No one answered. But among the group was a young, traveling monk called Tozan. He stepped forward and said, “He will wait for a companion to come.”
Nansen commented, “Although this man is young, he is qualified for the training.”
Tozan responded, “The venerable sir should not oppress a good man by regarding him as a worthless fellow.”
Maneesha, in the long history of Zen there are milestones. Mahakashyapa is the first, but not much is known about him – in Buddhist scriptures he is mentioned only once. Just one mention and yet he is regarded as the greatest disciple of Gautam Buddha.
For twenty years he has not spoken a single word, no question, just sat by the side of Gautam Buddha. Even Gautam Buddha is concerned: “This is a strange fellow – he has not even said hello; there are thousands of monks, they all come with questions, problems, but this man seems to have no questions.” But in that utter silence, everything happened.
Mahakashyapa was immensely courageous to be utterly silent for twenty years, not even to ask the master, but just to wait: “Whenever the time is ripe, the master will deliver the truth.” And it happened, and it happened in a strange way.
The emperor Prasenjita has come to offer Gautam Buddha some flowers out of season. And at the same time a great philosopher, whom Prasenjita has up to now believed to be his teacher, has come with Prasenjita.
Prasenjita introduced his teacher, Maulingaputta, and said to Gautam Buddha, “I offer my gratitude that you are staying in my kingdom; just let me know if anything is needed by the great assembly of monks. One thing more I ask you: I have brought my teacher, Maulingaputta, and he has come with his five hundred followers. He is a great philosopher, a man of tremendous knowledge, very articulate in discussing things. I pray to you to give him a chance to discuss ultimate problems with you.”
Gautam Buddha turned to Maulingaputta and said, “I am ready. But are you ready?”
Maulingaputta could not understand what readiness was needed.
Gautam Buddha said, “Readiness means, are you capable of being silent, utterly silent, not a single thought passing through your mind?”
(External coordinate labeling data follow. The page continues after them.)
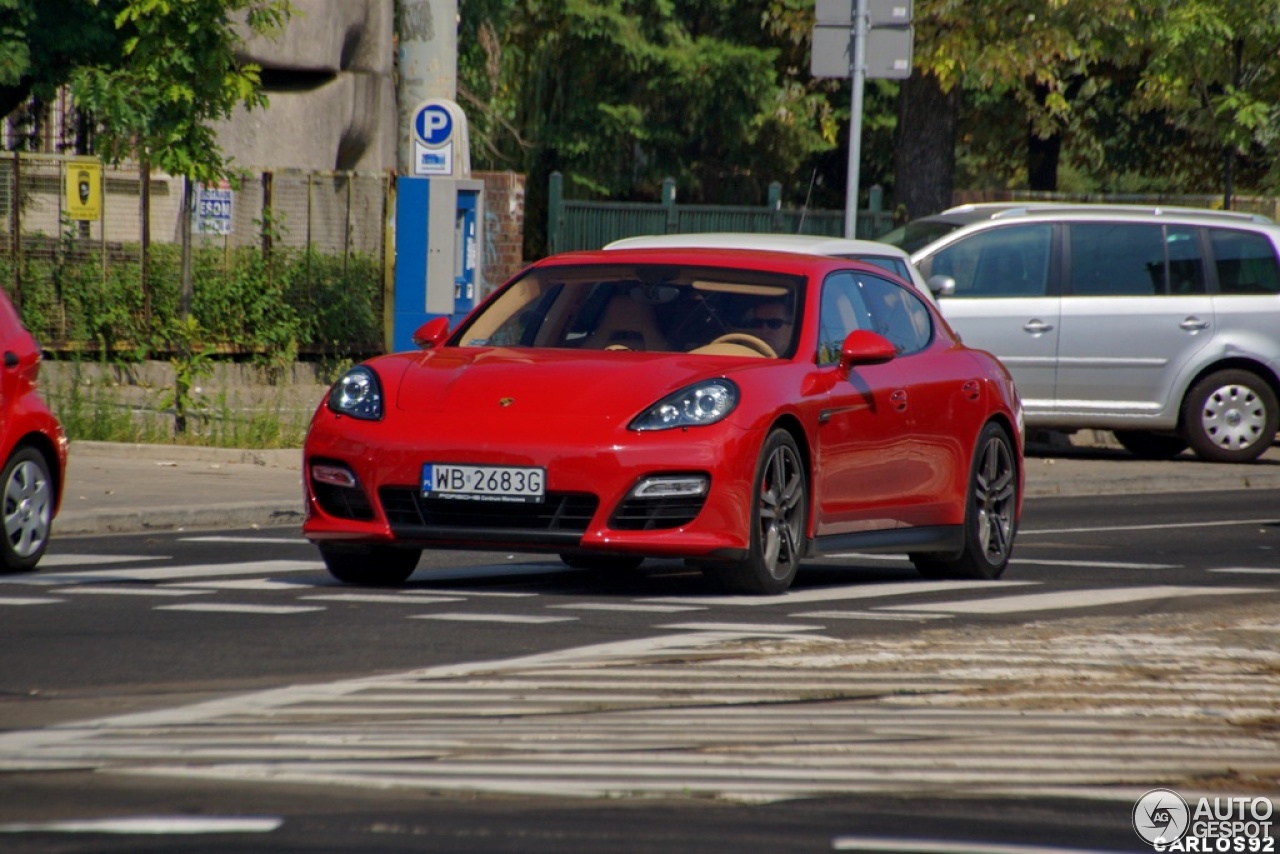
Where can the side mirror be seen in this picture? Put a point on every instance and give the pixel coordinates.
(941, 286)
(865, 347)
(432, 333)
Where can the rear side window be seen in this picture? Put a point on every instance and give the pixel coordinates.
(1129, 260)
(1246, 261)
(1008, 261)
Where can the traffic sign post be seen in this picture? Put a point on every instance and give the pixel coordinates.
(859, 40)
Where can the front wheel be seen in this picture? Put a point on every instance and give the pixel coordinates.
(28, 510)
(991, 514)
(780, 508)
(1230, 416)
(374, 565)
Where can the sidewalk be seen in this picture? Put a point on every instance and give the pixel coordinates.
(128, 488)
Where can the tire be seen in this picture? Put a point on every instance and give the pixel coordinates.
(1230, 416)
(780, 512)
(371, 565)
(991, 507)
(602, 562)
(30, 496)
(1151, 446)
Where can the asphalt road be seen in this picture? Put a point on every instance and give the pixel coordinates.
(1130, 644)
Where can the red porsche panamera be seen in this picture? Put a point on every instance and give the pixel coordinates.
(740, 410)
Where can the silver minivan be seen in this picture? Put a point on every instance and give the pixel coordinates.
(1159, 324)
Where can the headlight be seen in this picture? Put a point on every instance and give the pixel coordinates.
(699, 405)
(357, 394)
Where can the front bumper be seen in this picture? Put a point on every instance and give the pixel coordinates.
(592, 470)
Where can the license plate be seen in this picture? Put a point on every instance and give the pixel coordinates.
(483, 483)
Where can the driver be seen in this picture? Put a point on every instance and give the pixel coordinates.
(771, 322)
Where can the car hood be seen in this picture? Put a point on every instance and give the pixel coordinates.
(553, 383)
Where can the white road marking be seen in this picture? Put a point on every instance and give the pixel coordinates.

He said, “Thought is my life, I am a thinker; philosophy is my profession. All that I know about mind is that it is a thinking process. Beyond that I don’t know any silence you are talking about.”
Then Buddha said, “You are not ready. And it will be a very strange conversation. From the hilltop I will be shouting to you, and from the dark valleys you will be answering me – without understanding me. So first, let us come to a point where our consciousnesses are at the same level.”
It was convincing, and even Prasenjita said, “Gautam Buddha is right. But what is to be done?”